Project Teams: Collaboration vs. Distraction

Project management consulting teams often require a high level of collaboration to achieve their objectives, with team members relying heavily on interactions among the group in addition to partnerships with outside players. While this type of environment can be conducive to innovation and cross-pollination of ideas, it has the potential to lead to reduced productivity if distractions aren’t closely managed. A few basic principles will help you to reap the many benefits of a successful collaborative environment.

Set objectives for every meeting. Your project management team’s structure and personality will tell you if every gathering requires a formal agenda, but every meeting should at least have a clearly stated objective. This open framework will allow team members the opportunity for freeform brainstorming (which is often not compatible with rigid agendas), while still defining a measurable, expected result. Even if the objective is simply to produce additional ideas for discussion at the next meeting, everyone involved knows the expectations, and will understand the need to stay on-target.

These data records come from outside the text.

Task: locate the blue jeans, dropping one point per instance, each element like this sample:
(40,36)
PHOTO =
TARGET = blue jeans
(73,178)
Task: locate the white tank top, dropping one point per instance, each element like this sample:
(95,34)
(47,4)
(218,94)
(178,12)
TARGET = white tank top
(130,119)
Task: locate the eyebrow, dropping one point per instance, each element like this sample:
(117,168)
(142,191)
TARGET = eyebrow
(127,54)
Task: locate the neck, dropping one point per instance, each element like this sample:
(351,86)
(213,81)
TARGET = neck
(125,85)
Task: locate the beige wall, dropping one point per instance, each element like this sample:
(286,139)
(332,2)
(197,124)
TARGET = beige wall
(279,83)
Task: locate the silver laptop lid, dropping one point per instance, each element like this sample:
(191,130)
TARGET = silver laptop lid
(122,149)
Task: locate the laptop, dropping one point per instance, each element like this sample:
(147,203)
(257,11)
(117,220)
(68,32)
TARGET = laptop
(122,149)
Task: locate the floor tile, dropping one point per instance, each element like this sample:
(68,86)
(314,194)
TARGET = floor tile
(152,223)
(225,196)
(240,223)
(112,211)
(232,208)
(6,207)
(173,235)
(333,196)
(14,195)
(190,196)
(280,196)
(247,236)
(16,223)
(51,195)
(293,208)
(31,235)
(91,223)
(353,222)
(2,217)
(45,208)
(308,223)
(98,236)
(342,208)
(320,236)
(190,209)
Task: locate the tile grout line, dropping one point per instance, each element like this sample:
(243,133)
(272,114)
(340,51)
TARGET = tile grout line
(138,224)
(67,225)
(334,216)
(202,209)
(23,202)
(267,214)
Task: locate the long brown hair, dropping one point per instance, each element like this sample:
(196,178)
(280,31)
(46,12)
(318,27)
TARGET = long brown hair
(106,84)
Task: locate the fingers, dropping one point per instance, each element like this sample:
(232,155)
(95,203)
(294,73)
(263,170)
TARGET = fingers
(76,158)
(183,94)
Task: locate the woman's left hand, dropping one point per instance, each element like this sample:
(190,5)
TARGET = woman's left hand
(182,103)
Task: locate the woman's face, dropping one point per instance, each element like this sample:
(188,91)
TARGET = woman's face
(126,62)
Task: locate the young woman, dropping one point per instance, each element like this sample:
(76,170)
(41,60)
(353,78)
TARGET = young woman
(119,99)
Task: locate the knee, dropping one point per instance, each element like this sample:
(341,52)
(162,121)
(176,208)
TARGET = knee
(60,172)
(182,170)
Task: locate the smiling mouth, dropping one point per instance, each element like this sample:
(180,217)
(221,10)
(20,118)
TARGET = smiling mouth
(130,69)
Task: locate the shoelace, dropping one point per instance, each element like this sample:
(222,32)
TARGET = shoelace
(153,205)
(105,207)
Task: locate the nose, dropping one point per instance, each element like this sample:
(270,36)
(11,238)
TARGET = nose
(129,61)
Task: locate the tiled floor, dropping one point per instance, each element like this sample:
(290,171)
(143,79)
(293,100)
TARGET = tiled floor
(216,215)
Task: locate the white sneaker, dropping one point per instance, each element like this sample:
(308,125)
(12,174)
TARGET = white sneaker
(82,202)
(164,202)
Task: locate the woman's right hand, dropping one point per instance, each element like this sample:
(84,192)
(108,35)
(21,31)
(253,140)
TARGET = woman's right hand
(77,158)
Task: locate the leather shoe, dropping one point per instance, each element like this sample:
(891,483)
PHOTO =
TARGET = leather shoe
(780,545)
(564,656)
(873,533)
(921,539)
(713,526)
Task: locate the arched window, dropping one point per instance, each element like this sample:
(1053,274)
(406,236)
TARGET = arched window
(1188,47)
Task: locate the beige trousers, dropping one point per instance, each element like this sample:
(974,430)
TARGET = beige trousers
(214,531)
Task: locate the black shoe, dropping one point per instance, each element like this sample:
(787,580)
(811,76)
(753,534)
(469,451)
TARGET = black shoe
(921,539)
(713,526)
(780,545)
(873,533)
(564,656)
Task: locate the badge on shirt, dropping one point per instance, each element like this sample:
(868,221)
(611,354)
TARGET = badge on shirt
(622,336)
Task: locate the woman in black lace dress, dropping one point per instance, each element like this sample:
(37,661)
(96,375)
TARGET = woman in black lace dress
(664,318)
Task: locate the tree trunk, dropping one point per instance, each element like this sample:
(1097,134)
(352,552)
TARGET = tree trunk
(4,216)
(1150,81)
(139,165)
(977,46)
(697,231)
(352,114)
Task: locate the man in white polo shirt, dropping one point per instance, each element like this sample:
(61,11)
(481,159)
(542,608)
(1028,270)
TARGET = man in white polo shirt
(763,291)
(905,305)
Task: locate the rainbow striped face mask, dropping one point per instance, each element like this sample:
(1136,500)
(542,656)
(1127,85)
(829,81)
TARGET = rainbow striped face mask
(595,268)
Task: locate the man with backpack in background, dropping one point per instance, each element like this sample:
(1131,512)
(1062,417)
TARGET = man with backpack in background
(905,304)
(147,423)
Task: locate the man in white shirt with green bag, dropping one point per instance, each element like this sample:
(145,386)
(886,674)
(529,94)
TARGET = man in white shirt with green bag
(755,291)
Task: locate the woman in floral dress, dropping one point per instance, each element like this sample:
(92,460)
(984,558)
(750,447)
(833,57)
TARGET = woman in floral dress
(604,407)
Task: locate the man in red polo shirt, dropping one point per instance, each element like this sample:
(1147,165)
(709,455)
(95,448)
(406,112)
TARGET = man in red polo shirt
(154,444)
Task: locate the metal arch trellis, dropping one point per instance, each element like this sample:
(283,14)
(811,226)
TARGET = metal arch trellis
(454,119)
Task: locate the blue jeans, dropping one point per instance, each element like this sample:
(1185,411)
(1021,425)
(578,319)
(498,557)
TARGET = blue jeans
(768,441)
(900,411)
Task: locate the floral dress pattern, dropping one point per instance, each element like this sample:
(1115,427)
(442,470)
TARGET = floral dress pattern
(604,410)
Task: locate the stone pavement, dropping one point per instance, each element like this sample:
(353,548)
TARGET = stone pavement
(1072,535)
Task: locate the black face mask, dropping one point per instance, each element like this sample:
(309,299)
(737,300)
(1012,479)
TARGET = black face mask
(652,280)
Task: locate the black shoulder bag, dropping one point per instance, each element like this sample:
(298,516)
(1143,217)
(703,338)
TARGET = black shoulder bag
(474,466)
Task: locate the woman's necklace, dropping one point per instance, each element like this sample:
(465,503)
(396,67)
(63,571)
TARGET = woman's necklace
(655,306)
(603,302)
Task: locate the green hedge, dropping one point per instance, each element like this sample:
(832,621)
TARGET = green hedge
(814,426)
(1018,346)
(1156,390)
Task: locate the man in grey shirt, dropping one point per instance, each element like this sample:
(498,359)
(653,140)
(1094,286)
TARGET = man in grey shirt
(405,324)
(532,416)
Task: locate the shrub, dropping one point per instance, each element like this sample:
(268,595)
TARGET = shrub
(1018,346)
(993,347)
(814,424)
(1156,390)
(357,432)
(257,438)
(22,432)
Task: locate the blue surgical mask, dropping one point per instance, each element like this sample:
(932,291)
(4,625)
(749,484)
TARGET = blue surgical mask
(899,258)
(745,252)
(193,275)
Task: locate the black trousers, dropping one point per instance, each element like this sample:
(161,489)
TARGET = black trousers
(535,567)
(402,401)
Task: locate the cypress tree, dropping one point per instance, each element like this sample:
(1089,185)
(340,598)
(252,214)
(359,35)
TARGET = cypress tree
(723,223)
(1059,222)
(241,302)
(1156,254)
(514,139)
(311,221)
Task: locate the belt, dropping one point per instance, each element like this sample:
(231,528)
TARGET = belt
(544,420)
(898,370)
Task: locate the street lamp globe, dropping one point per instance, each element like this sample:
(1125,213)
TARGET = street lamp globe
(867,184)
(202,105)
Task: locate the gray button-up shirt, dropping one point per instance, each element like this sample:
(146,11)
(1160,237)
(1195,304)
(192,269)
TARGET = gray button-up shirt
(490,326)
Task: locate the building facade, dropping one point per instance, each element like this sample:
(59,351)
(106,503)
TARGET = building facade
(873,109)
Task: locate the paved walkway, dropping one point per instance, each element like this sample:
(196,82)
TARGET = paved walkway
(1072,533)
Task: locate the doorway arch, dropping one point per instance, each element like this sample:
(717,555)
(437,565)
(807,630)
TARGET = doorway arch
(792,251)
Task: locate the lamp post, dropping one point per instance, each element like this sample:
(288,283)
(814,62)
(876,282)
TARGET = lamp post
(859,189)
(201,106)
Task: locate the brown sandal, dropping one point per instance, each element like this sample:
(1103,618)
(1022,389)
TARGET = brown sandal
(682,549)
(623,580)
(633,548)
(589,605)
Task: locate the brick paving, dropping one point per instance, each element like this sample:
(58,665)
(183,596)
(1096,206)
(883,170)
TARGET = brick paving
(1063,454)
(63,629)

Use meeting facilitators. If possible, employ the use of a meeting facilitator for events that are likely to wander off-topic. Facilitators must have a keen understanding of the meeting’s objectives, and shouldn’t interrupt discussions that are slightly tangential but still relevant. Nudging the project management team back toward the meeting’s central focus should occur only when the discussion becomes unproductive. It’s a fine line to walk, but leveraging the skills of a knowledgeable facilitator can help increase meeting productivity tremendously.

Monitor individual performance. Collaboration does not equal a lack of individual accountability. It’s not uncommon for project leaders to focus solely on their project’s overall performance, and realize much too late that particular individuals are distracting other team members, or aren’t contributing sufficiently to the project’s success. By closely monitoring individual performance, you’re more likely to spot—and successfully correct—trouble behaviors such as excessive chatting, inattention to critical details, and lack of progress on tasks. The rest of your team will quickly see that they’re taking up the slack for less productive members, and your efforts to address and resolve individual performance problems will help you avoid energy-sapping morale issues later.

Allow time for socializing. Make peace with the fact that employees will engage in some level of non-work-related socialization. If your team’s dynamic is one of strong collaboration, then discouraging this type of behavior is setting yourself—and your team—up for failure. Realize that successful collaboration is built on a foundation of trust and understanding. Each team member must understand the perspectives of others in the group, and trust their coworkers enough to give full consideration to their ideas, as well feel comfortable sharing some of their own.

Consider proactively providing activities that encourage folks to mingle, while also building subtle limits on distractions. Thoughtfully implemented, the following activities offer socialization opportunities without detracting from the team’s productivity.

Brown bag gatherings allow employees to engage in a bit of lunchtime chatting while gaining new information. These typically work best for visually intensive seminars or presentations, where munching employees won’t interrupt other attendees. Not recommended for highly interactive meetings, as employees could feel they must choose between eating and participating.

Late afternoon parties give employees time to blow off a little steam, and knowing they’ll have a chance to socialize later may help them maintain better focus earlier in the day. Good for combining groups with infrequent face-to-face contact, such as remote team members or faraway business partners. Parties are particularly successful when held after a team meeting, as employees often choose to continue informal discussions of work issues if there are unresolved points or new action items.